Naturally this has been greeted with delight by those on the Left. Paul Gillespie treats us to a classic example of socialist schadenfreude as he reports in today's Irish Times that sales of Marx's Das Capital are soaring in Germany. Gillespie suggests that the current crisis is "a real challenge and also an opportunity for the left - just as it was for Marx and Engels 150 years ago."
His analysis, and much else published in recent weeks, amounts to nothing more than Apocalyptic Marxism: a sad parody of Marx's original thinking, more akin to Book of Revelations end-of-days fantasy than real indepth analysis. Marx as Nostradamus - who'd have thought it?
Brendan O'Neill recently set out a far more considered assessment of whether we have seen the belated triumph of 'Financial Marxism'. He derides Cappuccino Socialists like Paul, observing that:
One reason why sections of the cultural elite (Jenkins labels them ‘Guardian writers and Labour politicians’) can take pleasure in the credit crunch is because this is a ‘safe’ capitalist crisis: there’s no organised or revolutionary working class seeking to overthrow the capitalist system and replace it with something else, only the disorientation of the capitalist elite itself. You can bet a banker’s bonus that these observers would not be chortling into their cappuccinos if there were a serious challenge to capitalism. Indeed, the ‘Marxism’ that some of these bloody pinko liberals have embraced in response to the credit crunch is one entirely denuded of its subjective, ideas-based, history-making element, and transformed instead into a deterministic creed in which things inevitably collapse as the besuited, benighted opinion-forming classes look on and laugh.Which captures in a nutshell my problem with a lot of what passes for an Irish socialist critique of the current crisis: it's usually written by people employed by media organisations (e.g.: Irish Times, RTE) that are crucially dependent on the advertising spending of the capitalists they derided to pay the same commentators' salaries. Hand-bite-feed. As O'Neill puts it: theirs is a form of 'droolism' rather than anything deeper.

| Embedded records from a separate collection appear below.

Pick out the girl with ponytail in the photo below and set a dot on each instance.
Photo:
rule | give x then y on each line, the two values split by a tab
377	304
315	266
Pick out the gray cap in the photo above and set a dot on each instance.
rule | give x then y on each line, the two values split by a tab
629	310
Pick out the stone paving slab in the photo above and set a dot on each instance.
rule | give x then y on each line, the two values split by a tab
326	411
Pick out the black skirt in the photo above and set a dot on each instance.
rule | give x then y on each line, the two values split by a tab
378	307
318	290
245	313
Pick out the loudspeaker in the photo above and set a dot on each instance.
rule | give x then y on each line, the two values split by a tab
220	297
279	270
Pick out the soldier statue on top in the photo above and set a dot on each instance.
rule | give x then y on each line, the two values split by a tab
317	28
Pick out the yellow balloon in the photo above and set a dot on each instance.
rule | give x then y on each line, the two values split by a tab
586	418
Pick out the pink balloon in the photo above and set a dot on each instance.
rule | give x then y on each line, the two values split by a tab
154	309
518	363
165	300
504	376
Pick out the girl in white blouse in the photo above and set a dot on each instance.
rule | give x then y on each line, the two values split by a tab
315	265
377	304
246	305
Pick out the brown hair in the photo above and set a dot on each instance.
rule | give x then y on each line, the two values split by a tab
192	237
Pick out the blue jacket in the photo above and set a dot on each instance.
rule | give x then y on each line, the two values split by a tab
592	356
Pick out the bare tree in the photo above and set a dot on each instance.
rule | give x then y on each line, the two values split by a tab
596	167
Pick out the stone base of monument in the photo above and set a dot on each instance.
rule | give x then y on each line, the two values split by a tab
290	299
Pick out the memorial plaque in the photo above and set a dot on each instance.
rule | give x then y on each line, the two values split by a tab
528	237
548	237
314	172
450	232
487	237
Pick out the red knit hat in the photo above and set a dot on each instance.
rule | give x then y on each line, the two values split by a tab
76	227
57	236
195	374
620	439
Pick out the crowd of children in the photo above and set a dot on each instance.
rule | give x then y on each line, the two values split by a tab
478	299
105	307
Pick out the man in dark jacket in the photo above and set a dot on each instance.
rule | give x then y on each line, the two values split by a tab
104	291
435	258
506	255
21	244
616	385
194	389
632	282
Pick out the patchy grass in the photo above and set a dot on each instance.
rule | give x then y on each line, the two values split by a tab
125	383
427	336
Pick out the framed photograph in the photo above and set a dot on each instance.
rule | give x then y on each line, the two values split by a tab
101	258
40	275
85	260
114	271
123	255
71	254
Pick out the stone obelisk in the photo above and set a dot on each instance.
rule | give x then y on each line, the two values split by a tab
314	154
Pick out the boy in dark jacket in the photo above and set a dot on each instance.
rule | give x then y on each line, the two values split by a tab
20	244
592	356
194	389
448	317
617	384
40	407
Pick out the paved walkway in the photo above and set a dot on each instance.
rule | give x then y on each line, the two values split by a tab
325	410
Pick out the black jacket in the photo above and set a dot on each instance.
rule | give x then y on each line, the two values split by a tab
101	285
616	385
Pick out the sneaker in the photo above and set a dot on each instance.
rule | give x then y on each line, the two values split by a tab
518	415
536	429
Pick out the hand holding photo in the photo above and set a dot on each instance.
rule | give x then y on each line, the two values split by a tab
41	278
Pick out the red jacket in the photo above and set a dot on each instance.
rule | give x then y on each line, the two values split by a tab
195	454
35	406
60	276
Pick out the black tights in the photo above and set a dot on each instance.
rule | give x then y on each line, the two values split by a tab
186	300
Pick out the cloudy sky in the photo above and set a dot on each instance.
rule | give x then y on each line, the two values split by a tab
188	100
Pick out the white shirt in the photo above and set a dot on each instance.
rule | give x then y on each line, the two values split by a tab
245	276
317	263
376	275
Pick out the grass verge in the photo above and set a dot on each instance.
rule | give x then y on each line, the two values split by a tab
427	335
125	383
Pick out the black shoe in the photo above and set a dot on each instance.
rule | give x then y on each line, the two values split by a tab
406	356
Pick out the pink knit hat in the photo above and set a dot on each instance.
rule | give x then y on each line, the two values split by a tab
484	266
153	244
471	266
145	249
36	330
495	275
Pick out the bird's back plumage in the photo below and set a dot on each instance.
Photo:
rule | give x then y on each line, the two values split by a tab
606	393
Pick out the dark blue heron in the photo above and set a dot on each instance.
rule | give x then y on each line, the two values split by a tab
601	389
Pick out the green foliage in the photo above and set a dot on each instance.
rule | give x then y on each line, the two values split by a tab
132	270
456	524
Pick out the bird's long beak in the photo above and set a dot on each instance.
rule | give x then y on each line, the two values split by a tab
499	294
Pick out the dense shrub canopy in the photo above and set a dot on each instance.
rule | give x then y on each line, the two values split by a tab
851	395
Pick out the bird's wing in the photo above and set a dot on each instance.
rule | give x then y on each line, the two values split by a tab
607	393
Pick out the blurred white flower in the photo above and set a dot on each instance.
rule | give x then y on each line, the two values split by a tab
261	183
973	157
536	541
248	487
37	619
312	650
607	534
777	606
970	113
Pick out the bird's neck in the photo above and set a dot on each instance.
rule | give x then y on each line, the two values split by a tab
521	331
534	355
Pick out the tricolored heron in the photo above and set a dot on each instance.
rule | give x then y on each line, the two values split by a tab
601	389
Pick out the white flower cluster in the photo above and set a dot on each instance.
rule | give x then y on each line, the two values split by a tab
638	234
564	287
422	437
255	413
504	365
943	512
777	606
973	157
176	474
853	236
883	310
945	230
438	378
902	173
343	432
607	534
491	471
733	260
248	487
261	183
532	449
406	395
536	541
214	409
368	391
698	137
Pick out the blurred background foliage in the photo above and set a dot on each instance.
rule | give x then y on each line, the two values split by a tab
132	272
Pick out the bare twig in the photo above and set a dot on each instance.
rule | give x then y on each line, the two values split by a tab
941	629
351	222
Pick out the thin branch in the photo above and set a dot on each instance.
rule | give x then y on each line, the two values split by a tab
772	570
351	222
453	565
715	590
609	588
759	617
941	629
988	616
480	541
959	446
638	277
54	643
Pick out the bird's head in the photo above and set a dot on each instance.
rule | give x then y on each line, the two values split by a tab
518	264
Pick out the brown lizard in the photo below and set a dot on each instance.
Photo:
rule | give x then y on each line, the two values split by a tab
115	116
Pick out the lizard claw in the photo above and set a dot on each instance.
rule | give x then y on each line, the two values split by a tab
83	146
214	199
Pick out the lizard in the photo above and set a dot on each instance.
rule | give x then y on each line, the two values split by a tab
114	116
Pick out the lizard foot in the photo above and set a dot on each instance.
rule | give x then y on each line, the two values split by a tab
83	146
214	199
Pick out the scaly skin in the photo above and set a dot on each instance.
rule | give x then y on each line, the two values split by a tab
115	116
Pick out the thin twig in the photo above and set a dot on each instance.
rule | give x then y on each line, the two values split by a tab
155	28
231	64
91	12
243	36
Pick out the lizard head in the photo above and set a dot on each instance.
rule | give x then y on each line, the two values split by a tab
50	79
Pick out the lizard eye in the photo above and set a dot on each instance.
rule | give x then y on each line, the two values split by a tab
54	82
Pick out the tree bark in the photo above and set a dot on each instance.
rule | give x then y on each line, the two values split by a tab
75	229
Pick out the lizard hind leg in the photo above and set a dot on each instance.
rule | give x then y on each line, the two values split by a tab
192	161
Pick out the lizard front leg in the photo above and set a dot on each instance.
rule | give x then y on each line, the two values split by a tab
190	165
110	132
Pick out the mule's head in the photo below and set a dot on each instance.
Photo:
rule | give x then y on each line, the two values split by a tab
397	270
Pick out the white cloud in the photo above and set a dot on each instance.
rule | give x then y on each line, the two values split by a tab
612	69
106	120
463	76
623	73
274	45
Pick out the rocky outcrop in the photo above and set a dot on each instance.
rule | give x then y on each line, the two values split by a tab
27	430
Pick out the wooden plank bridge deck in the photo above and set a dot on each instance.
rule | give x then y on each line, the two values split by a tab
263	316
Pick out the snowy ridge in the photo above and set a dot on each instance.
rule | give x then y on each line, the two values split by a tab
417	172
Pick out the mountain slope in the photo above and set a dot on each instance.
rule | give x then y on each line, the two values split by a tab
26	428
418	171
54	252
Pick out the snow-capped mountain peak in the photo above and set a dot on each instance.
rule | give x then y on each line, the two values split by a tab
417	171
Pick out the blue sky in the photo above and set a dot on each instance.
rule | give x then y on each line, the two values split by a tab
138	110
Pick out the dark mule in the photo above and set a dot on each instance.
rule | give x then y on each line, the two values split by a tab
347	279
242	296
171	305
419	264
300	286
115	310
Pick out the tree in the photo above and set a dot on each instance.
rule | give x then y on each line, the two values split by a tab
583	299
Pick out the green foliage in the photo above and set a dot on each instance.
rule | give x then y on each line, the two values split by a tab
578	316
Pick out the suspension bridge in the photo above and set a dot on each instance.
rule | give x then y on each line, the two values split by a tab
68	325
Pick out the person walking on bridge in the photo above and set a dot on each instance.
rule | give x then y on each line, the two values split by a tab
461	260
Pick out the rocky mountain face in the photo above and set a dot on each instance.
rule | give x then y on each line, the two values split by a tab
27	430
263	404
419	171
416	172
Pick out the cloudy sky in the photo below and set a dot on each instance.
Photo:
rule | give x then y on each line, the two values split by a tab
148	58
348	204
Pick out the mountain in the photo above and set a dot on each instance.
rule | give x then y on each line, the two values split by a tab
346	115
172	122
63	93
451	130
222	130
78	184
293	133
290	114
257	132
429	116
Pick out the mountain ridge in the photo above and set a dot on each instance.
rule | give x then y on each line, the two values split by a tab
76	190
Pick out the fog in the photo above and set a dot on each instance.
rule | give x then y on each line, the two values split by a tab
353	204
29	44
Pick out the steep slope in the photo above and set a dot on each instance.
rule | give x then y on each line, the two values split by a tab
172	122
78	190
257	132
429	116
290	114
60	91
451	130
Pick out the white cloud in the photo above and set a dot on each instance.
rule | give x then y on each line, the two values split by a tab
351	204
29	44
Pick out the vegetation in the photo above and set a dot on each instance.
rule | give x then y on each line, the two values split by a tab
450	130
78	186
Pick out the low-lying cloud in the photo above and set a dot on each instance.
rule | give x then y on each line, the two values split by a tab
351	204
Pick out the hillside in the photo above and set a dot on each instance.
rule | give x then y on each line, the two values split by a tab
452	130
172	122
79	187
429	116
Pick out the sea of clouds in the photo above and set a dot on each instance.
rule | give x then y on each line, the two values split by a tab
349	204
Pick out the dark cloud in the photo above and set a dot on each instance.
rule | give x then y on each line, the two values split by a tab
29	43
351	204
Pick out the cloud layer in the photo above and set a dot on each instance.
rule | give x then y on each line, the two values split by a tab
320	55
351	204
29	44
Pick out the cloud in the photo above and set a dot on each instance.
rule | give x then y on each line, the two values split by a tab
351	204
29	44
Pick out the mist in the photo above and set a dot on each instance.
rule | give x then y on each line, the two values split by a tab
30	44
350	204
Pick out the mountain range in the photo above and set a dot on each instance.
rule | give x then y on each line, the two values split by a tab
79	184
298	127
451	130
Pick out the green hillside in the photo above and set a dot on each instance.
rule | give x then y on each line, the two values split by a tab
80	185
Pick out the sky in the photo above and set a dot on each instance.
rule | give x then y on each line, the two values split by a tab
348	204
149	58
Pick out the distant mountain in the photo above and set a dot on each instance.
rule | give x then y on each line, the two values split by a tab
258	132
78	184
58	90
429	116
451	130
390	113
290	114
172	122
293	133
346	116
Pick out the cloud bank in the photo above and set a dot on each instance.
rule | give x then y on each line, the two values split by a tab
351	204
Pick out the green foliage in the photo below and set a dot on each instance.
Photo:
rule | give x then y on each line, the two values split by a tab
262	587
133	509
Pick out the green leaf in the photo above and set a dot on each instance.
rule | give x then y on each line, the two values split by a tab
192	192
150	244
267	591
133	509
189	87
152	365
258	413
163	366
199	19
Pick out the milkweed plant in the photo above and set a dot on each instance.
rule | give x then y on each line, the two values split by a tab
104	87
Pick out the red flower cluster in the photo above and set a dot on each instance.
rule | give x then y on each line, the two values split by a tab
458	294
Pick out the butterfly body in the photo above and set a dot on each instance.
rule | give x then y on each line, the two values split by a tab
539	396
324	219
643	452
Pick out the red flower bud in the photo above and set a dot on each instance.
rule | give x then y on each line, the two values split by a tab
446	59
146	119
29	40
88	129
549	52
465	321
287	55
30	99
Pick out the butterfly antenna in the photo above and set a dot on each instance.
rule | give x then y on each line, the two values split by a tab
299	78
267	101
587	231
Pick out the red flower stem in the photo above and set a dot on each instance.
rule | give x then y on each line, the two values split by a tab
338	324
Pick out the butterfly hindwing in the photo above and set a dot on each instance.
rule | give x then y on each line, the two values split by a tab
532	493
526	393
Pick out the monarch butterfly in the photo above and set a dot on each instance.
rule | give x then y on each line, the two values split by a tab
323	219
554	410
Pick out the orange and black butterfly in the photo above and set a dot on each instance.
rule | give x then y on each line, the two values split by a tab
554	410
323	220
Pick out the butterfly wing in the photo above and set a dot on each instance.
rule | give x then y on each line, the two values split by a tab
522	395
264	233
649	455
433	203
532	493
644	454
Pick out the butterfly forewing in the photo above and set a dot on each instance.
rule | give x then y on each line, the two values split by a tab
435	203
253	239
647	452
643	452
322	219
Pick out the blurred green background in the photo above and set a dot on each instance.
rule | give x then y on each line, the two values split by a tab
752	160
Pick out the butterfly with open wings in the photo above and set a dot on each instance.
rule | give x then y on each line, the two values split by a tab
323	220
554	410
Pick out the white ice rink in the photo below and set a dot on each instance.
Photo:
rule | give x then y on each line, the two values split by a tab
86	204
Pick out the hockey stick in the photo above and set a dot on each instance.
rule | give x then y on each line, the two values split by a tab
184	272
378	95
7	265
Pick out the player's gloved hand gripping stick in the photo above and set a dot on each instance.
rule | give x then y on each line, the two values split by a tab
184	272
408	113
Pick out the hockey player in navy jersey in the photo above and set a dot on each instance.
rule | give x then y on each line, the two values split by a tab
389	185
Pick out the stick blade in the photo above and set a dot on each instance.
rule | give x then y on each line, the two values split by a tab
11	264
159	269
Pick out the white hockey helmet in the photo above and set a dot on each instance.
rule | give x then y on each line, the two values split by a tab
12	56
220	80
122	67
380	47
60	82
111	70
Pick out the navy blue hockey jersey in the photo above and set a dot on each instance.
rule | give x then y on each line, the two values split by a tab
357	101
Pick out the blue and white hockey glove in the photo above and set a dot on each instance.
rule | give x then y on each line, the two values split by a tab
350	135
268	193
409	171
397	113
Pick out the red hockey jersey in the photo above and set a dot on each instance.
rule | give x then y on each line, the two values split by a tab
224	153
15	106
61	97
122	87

The real issue, of course, is the role of the state: both in causing the current crisis and in solving it. Socialists major on the latter, trumpeting how the state had to come to the rescue of free market capitalism. I agree - the state has rescued a version of capitalism: but I take serious issue with describing the status quo ante to this crisis as 'free market'. Take the role of the politicians in priming the pump of excess in the United States. As noted by the Catholic-leaning Acton Institute:
Something more was at work in the present crisis, a crisis of unprecedented scope. Why didn’t profit-minded loan companies run thorough credit checks? Why did they keep pumping out low interest loans to high risk borrowers, ignoring the risks? It’s as if somebody spiked the financial system’s punch bowl with stupid juice, driving normally prudent financiers to dash, en masse, over the cliff. It seems that way because it is that way. The brewers of the stupid juice were largely (if not exclusively) politicians in Washington who sought to redistribute wealth from the rich and middle class to poor people with bad credit. These politicians fostered various laws and institutions that directed, cajoled and legally bullied mortgage companies to extend big loans to people with little credit.Or take this analysis from the Wall Street Journal which asks why the regulators encouraged investment banks to take on far greater risks than was wise in hindsight (remember - regulators are the state):
One fair question is how such regulation could have allowed Wall Street to employ so much more debt than the commercial banks. Part of the answer is that, instead of a fixed capital ratio standard, Basel II uses mathematical models crunching historical data to determine how risky an institution's assets are and therefore how much capital it needs. For this reason, when the investment banks switched to Basel II in the middle of a housing boom, AAA-rated mortgage-backed securities appeared almost as safe as cash. Oops. The models allowed Wall Street to add too much leverage. By the same token, because risk models will now look back and see several awful years of default rates, they may force banks to be overly cautious.Nevertheless, it seems clear that the momentum behind even greater state intervention in the economy looks likely to gather pace rather than reverse. The 1980s saw the de-politicisation of economics throughout the Western World - the consensus was that governments should regulate not manipulate the markets. But now we are seeing the re-politicisation of economics (witness the reaction here in Ireland to the Budget last week). While this will be welcome by some, the consequences are, sadly, inevitable in terms of worse outcomes. As Frank Ferudi notes:
The most important consequence of the economic crisis is likely to be the re-politicisation of the economy. This could lead to more demands for extending and deepening the system of financial regulation, and for the state to adopt a greater role in economic affairs. In one sense, such a re-politicisation of the economy would not be a negative development. It may well encourage a more serious public debate about issues that are fundamentally important to people’s lives. However, the downside of the re-politicisation of the economy is likely to outweigh the benefits. After the rescue of the banking system, the state will be under pressure to adopt a more active role in the economy – and the current pragmatic approach of the state may well give way to a more statist tendency towards micro-management and the bureaucratisation of economic affairs.That way lies madness. Just ask your bank manager.